Southwest Airlines plans to end its operations at four airports and cut 2,000 jobs by the end of 2024, in response to dismal first-quarter earnings.

Both Southwest Airlines and American Airlines reported heavy losses in 2024’s first quarter, amid rising labor costs and issues with aircraft manufacturing giant Boeing.
Southwest Airlines reported a first-quarter loss of $231 million.

“While it is disappointing to incur a first quarter loss, we exited the quarter with healthy profits and margins in the month of March,” Southwest CEO Bob Jordan said in a statement. “We are focused on controlling what we can control and have already taken swift action to address our financial underperformance and adjust for revised aircraft delivery expectations.”

Those “revised aircraft delivery expectations” come to the forefront as Boeing cuts its airplane production, causing shortages and delays.

After several high-profile incidents involving Boeing’s planes this year, including one instance in February in which a door plug blew out of a 737 Max 9, the company has tightened quality control practices, significantly limiting production.

Jordan says the delays present “significant challenges for both 2024 and 2025.”
Southwest shares were down 9% to $26.70 on Thursday following the report.

Southwest Airlines plans to respond by cutting costs in 2024.

The airline will end operations in Cozumel International Airport in Mexico, Syracuse Hancock International Airport in New York, Bellingham International Airport in Washington state, and George Bush Intercontinental Airport in Texas.

Southwest plans to slow hiring, cutting 2,000 jobs, or 3% of the airline’s 74,000 employees.

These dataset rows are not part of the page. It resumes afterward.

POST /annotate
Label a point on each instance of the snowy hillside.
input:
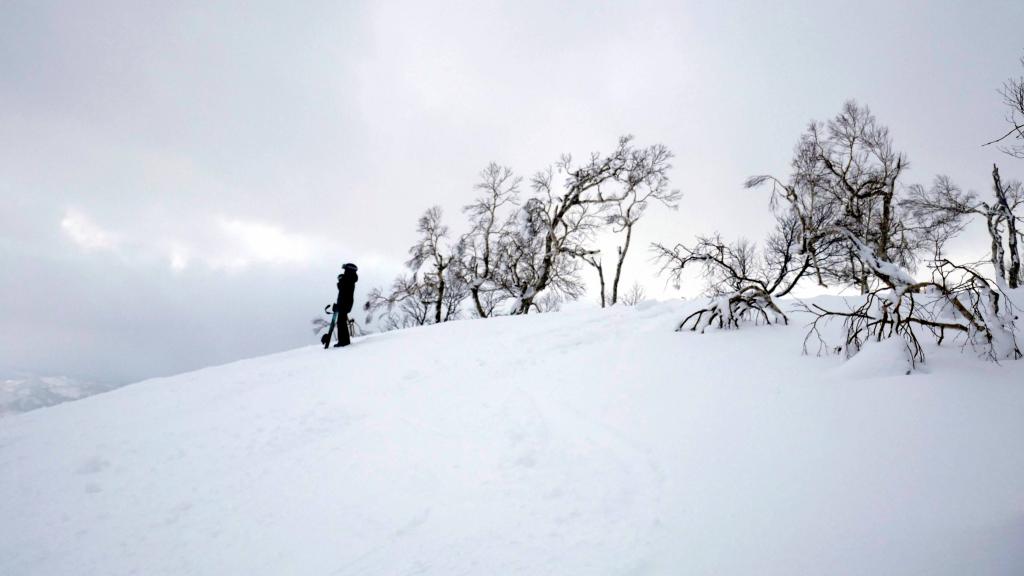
(579, 443)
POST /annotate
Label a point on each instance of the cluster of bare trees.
(526, 254)
(845, 218)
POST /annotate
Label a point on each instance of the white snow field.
(579, 443)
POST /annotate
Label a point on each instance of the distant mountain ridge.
(23, 392)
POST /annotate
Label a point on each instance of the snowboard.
(326, 338)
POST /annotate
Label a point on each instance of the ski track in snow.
(585, 442)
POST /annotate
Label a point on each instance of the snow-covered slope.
(589, 442)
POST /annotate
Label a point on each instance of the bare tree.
(741, 280)
(628, 212)
(479, 251)
(956, 299)
(943, 210)
(846, 173)
(559, 221)
(430, 294)
(1013, 97)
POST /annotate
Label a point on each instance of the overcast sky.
(180, 181)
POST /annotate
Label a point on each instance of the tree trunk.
(440, 294)
(992, 219)
(475, 292)
(619, 265)
(1013, 277)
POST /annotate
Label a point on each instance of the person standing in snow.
(346, 289)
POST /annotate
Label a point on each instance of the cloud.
(252, 242)
(87, 234)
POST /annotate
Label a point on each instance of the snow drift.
(585, 442)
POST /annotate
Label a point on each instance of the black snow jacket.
(346, 289)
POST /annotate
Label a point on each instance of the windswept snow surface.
(580, 443)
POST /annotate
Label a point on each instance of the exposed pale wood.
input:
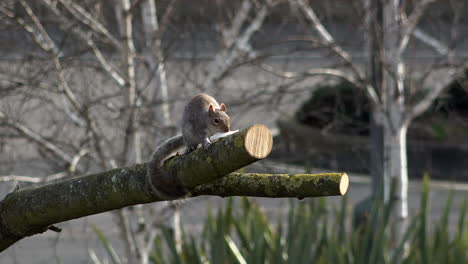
(258, 141)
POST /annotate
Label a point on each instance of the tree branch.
(31, 211)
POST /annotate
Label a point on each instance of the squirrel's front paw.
(206, 145)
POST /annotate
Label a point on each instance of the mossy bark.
(276, 185)
(30, 211)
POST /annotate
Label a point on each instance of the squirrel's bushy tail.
(164, 183)
(167, 149)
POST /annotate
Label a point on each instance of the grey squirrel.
(202, 118)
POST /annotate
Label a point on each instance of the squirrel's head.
(218, 119)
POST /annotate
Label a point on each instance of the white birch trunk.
(396, 166)
(395, 127)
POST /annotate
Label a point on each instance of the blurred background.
(377, 89)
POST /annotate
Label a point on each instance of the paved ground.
(74, 243)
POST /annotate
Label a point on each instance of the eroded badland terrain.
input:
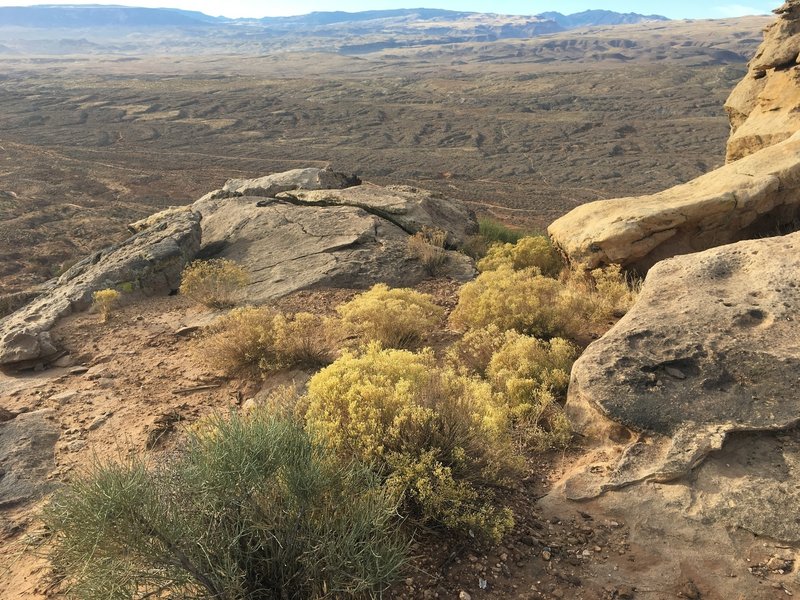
(680, 479)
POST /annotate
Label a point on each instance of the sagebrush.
(441, 439)
(253, 511)
(105, 301)
(259, 339)
(530, 251)
(428, 246)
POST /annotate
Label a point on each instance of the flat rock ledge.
(711, 350)
(149, 262)
(747, 198)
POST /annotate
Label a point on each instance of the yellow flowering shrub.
(532, 251)
(525, 301)
(440, 438)
(105, 301)
(397, 318)
(533, 376)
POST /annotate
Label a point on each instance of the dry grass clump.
(441, 439)
(428, 247)
(105, 301)
(249, 340)
(602, 295)
(533, 376)
(215, 283)
(250, 508)
(397, 318)
(532, 251)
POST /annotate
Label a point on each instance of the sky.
(674, 9)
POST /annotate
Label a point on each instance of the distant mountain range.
(88, 16)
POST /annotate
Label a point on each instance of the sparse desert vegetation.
(217, 283)
(374, 400)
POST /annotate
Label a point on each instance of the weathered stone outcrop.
(27, 456)
(409, 208)
(296, 179)
(150, 261)
(287, 246)
(763, 108)
(743, 199)
(712, 347)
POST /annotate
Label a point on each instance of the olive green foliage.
(532, 251)
(428, 247)
(533, 376)
(249, 340)
(215, 283)
(440, 438)
(533, 304)
(397, 318)
(525, 301)
(252, 511)
(493, 231)
(105, 301)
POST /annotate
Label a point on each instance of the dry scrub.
(397, 318)
(250, 340)
(215, 283)
(440, 438)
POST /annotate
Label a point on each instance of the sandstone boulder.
(763, 108)
(755, 195)
(711, 348)
(150, 262)
(296, 179)
(27, 456)
(409, 208)
(287, 246)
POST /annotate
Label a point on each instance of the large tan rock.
(764, 107)
(286, 246)
(711, 348)
(150, 262)
(410, 208)
(752, 196)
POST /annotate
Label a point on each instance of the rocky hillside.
(676, 474)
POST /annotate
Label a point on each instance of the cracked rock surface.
(762, 108)
(150, 262)
(757, 194)
(287, 246)
(670, 391)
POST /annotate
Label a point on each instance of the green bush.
(534, 251)
(533, 376)
(601, 295)
(532, 304)
(251, 339)
(215, 283)
(473, 351)
(441, 439)
(397, 318)
(252, 511)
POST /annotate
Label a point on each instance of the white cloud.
(739, 10)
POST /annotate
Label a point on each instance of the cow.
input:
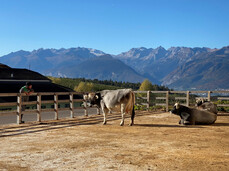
(192, 116)
(121, 100)
(202, 104)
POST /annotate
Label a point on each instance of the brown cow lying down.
(206, 105)
(191, 116)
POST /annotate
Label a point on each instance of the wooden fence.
(184, 97)
(161, 98)
(39, 102)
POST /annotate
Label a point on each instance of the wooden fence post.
(167, 101)
(39, 107)
(187, 98)
(71, 105)
(148, 100)
(209, 96)
(56, 106)
(19, 108)
(98, 111)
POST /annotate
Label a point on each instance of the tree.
(146, 85)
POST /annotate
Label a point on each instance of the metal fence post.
(85, 108)
(71, 105)
(209, 96)
(56, 106)
(167, 101)
(148, 100)
(18, 108)
(187, 98)
(39, 107)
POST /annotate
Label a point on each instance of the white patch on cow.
(177, 105)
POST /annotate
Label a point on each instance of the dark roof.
(20, 74)
(14, 87)
(4, 66)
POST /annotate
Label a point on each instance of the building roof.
(12, 79)
(14, 74)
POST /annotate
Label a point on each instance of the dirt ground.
(155, 142)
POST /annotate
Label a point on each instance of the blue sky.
(113, 26)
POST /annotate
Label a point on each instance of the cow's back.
(115, 97)
(203, 116)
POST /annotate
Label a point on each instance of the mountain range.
(176, 67)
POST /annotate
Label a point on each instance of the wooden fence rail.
(184, 96)
(39, 102)
(144, 96)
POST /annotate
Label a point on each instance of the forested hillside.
(86, 85)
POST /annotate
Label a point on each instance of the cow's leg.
(123, 114)
(105, 111)
(186, 118)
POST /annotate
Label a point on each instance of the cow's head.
(200, 101)
(92, 99)
(175, 109)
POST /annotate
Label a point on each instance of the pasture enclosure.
(155, 142)
(65, 101)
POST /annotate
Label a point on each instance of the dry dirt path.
(155, 142)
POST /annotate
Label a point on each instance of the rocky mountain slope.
(176, 67)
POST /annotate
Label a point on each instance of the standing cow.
(202, 104)
(122, 100)
(191, 116)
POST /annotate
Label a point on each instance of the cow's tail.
(130, 107)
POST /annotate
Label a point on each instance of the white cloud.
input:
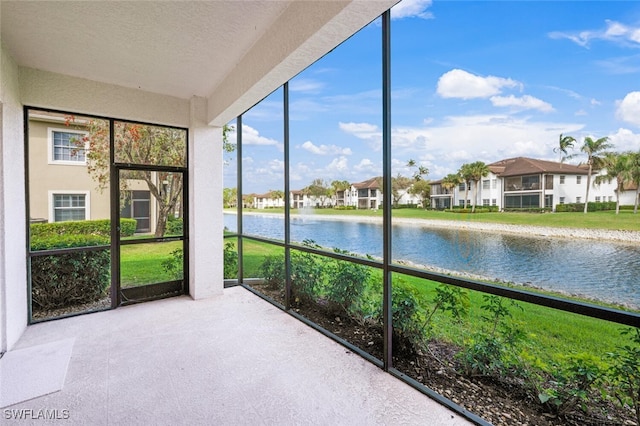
(629, 108)
(411, 8)
(367, 168)
(338, 166)
(521, 103)
(615, 32)
(251, 136)
(625, 140)
(325, 149)
(306, 85)
(464, 85)
(365, 131)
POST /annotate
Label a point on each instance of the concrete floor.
(229, 360)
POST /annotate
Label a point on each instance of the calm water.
(599, 269)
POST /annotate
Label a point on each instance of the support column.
(206, 223)
(13, 268)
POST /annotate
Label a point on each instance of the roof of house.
(522, 166)
(369, 183)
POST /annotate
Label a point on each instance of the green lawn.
(551, 334)
(626, 220)
(141, 264)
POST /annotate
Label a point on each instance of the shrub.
(346, 284)
(175, 226)
(100, 227)
(570, 385)
(174, 265)
(492, 351)
(272, 269)
(62, 280)
(625, 371)
(230, 259)
(306, 274)
(591, 207)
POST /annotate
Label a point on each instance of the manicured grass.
(626, 220)
(551, 334)
(141, 264)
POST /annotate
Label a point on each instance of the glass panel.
(266, 263)
(150, 145)
(336, 155)
(69, 209)
(456, 341)
(150, 263)
(343, 297)
(154, 200)
(263, 167)
(70, 283)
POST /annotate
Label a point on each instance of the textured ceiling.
(174, 48)
(232, 52)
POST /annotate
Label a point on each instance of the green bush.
(307, 274)
(493, 350)
(346, 284)
(272, 269)
(68, 279)
(571, 384)
(100, 227)
(174, 265)
(175, 226)
(591, 207)
(625, 371)
(230, 258)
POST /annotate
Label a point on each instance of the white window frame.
(87, 202)
(50, 159)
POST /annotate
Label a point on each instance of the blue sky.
(470, 81)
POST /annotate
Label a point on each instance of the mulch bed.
(498, 401)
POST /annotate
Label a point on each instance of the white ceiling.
(175, 48)
(224, 50)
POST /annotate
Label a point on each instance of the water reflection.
(600, 269)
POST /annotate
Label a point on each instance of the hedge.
(100, 227)
(174, 226)
(591, 207)
(69, 279)
(79, 277)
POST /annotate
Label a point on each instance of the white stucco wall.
(206, 221)
(13, 269)
(56, 91)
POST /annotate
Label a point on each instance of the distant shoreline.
(539, 231)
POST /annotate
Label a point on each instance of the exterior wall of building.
(571, 190)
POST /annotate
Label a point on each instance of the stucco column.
(205, 204)
(13, 268)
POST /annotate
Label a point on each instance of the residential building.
(523, 182)
(60, 186)
(269, 200)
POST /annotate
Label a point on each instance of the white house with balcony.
(529, 183)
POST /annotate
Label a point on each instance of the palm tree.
(449, 183)
(593, 149)
(564, 142)
(466, 174)
(617, 167)
(477, 170)
(634, 167)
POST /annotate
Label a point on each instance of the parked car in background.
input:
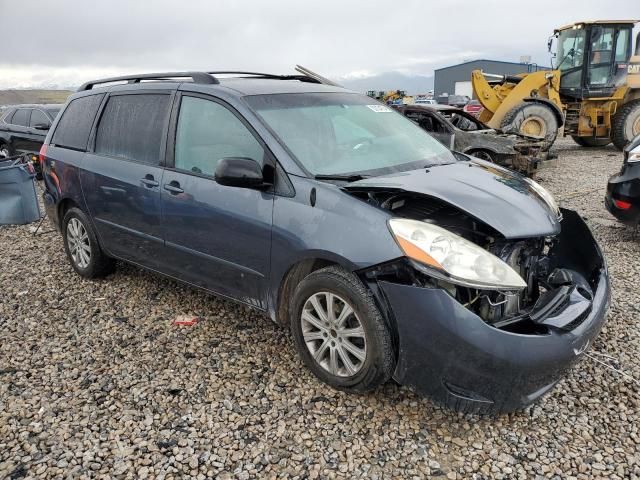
(454, 100)
(386, 254)
(23, 128)
(464, 133)
(623, 189)
(425, 101)
(474, 107)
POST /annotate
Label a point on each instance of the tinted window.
(131, 127)
(208, 132)
(74, 126)
(38, 117)
(9, 116)
(21, 117)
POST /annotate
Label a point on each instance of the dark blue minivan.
(386, 254)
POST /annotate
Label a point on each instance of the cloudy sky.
(65, 42)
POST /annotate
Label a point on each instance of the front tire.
(626, 124)
(82, 247)
(339, 331)
(534, 119)
(6, 150)
(591, 142)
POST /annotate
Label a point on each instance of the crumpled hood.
(492, 194)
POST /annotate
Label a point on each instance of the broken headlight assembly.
(447, 256)
(633, 156)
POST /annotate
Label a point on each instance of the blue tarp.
(18, 197)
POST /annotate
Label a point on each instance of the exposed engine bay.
(552, 287)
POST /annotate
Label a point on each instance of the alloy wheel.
(78, 243)
(333, 334)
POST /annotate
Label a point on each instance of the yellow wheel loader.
(594, 91)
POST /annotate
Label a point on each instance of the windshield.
(347, 134)
(570, 48)
(53, 112)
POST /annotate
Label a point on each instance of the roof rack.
(197, 77)
(301, 78)
(209, 78)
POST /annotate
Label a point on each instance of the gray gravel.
(95, 381)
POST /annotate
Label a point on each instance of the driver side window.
(206, 133)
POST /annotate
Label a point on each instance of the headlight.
(634, 155)
(546, 196)
(453, 258)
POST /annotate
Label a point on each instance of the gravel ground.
(95, 381)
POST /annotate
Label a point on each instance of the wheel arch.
(292, 276)
(64, 205)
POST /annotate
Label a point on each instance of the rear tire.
(534, 119)
(626, 124)
(326, 345)
(591, 142)
(82, 247)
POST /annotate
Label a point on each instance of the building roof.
(488, 60)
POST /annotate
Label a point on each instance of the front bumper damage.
(448, 352)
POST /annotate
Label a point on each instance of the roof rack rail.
(316, 76)
(301, 78)
(197, 77)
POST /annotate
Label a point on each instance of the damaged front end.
(492, 350)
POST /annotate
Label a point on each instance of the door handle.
(173, 187)
(149, 181)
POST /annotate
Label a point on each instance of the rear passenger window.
(76, 121)
(38, 118)
(21, 117)
(208, 132)
(8, 117)
(131, 127)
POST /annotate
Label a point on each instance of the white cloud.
(71, 41)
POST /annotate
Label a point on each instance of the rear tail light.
(621, 204)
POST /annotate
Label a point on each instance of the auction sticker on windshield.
(379, 108)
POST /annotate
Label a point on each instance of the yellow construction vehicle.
(389, 96)
(594, 91)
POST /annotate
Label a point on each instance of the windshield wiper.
(346, 178)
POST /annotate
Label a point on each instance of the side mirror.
(239, 172)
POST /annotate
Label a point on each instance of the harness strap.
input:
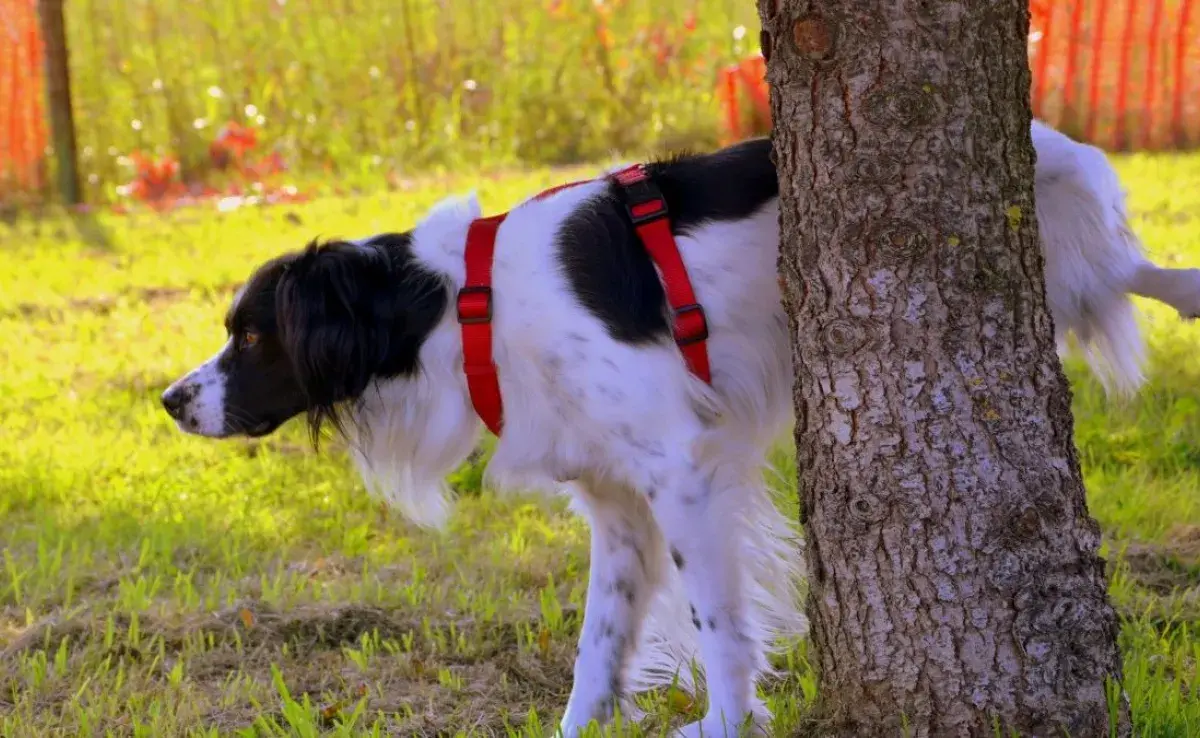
(648, 210)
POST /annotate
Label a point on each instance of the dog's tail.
(1092, 257)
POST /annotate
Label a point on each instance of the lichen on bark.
(955, 579)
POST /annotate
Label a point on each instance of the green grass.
(379, 88)
(160, 585)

It wasn’t specified whether layoffs will be part of the intended job cuts. The company also intends to offer optional time off for employees.

They expect to end the year with 802 planes, down from the earlier estimate of 814.

“We are focused on achieving our financial prosperity goals and creating value for our Shareholders, while we adjust to changes in our aircraft delivery plans, Customer travel patterns and preferences, higher fuel prices, and other cost pressures,” Jordan said.